Oklahoma was fifth-worst in the nation in its infant mortality rate and percentage of uninsured children, and ranked seventh-worst in the rate of food insecurity among children and the percentage of children in foster care.
The state's rankings in other measured areas included, with 1 being the worst, or highest rate of underprivileged children: homeless rate among children and teens, 22nd; percentage of children in single-parent families, 20th; percentage of children living in households below the poverty line, 15th; and percentage of maltreated children, 10th.
The states that ranked worse than Oklahoma, beginning at the bottom, were the District of Columbia, New Mexico, West Virginia, Mississippi, Louisiana and Alaska.
Other neighboring states' rankings, with 1 being the worst, were Kansas, 35; Texas, 29; and Arkansas, 12.
New Jersey, overall, had the lowest rate of underprivileged children in the nation, according to the study, followed in the top five by New Hampshire, Connecticut, Minnesota and Maryland.
The WalletHub report is by no means the first report to take note of Oklahoma's low rankings for children's outcomes.
In March, Zero to Three, a Washington, D.C.-based nonprofit childhood advocacy group, and Child Trends, a Bethesda, Md.-based research organization, teamed up to release "The State of Babies Yearbook: 2019."
Oklahoma was among 13 states ranking in the lowest tier out of four.

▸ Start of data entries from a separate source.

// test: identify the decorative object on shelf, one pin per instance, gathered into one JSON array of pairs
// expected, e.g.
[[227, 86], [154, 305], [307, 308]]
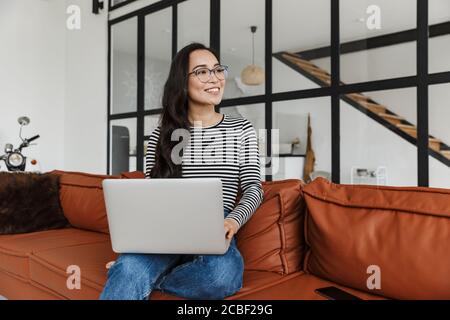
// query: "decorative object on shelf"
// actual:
[[324, 174], [310, 156], [97, 5], [373, 176], [253, 75], [14, 159], [295, 146]]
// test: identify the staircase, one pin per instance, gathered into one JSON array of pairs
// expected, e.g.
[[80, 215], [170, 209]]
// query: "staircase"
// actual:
[[378, 112]]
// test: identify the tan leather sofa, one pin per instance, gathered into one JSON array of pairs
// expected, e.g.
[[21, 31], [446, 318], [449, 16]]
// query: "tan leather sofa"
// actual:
[[373, 242]]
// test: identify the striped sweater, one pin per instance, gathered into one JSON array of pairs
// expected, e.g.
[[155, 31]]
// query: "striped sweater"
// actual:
[[227, 150]]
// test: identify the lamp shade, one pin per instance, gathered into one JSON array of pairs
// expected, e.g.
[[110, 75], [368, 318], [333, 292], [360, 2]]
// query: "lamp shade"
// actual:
[[252, 75]]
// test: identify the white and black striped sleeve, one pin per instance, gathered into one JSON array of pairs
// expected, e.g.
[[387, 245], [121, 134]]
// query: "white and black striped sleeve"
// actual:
[[151, 151], [249, 176]]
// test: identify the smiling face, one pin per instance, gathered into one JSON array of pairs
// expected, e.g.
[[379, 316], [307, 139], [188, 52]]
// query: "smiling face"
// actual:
[[211, 92]]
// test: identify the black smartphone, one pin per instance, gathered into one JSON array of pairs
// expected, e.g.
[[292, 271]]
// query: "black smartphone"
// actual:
[[334, 293]]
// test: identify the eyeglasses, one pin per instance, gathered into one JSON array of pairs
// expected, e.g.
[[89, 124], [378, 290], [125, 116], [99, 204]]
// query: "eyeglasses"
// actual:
[[204, 74]]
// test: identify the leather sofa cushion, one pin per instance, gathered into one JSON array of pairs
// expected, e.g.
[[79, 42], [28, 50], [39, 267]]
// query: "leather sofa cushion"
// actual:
[[404, 231], [272, 239], [299, 286], [49, 268], [81, 197], [16, 249]]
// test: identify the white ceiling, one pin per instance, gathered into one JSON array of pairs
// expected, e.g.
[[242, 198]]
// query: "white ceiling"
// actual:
[[297, 25]]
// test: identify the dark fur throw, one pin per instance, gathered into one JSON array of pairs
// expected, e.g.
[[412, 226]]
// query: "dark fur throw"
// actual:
[[29, 202]]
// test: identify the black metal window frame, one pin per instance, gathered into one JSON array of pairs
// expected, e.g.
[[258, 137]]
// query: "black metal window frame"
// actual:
[[421, 81], [116, 6]]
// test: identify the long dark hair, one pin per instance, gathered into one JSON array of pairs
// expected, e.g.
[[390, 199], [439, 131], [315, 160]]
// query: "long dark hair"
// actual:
[[175, 112]]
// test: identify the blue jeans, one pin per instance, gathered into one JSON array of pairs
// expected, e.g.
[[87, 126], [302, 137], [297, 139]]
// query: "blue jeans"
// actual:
[[135, 276]]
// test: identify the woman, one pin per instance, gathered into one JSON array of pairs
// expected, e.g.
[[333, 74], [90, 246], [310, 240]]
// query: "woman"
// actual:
[[218, 146]]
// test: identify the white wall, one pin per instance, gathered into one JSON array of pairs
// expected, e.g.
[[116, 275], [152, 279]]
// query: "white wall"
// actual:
[[32, 63], [58, 78], [85, 122]]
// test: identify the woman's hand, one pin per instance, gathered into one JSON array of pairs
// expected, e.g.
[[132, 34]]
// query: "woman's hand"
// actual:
[[231, 227]]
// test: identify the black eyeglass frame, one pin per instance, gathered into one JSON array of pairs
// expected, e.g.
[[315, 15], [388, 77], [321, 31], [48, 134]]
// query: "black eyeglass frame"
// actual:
[[225, 67]]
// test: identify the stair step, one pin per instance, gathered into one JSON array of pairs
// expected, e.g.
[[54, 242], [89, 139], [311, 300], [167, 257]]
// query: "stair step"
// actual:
[[374, 107], [446, 153], [434, 144], [409, 129], [391, 118], [358, 97], [322, 76], [298, 60]]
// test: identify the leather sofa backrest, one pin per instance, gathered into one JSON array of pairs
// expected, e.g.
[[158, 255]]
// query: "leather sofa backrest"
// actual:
[[273, 240], [397, 238]]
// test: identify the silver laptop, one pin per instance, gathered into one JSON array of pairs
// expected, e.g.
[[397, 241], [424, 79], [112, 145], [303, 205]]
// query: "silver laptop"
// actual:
[[172, 216]]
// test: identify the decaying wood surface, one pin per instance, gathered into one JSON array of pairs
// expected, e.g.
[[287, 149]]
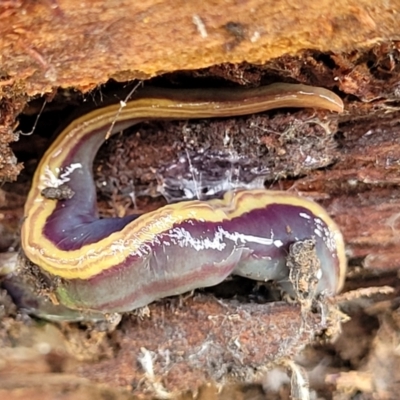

The study highlighted persistent issues in Oklahoma that stymie healthy development in many young children.
Oklahoma ranked in the bottom tiers for overall ranking, health outcomes and family support systems for children ages 0-3. Oklahoma was ranked in the second tier for positive early learning experiences.
In June, Annie E. Casey Foundation released its annual "Kids Count" report, showing some improvement in Oklahoma's economic, health, education and social factors for children, although the state remained in the bottom 20 percent of the rankings.
The "Kids Count" report ranked Oklahoma 42nd among the 50 states, an improvement from 44th a year ago.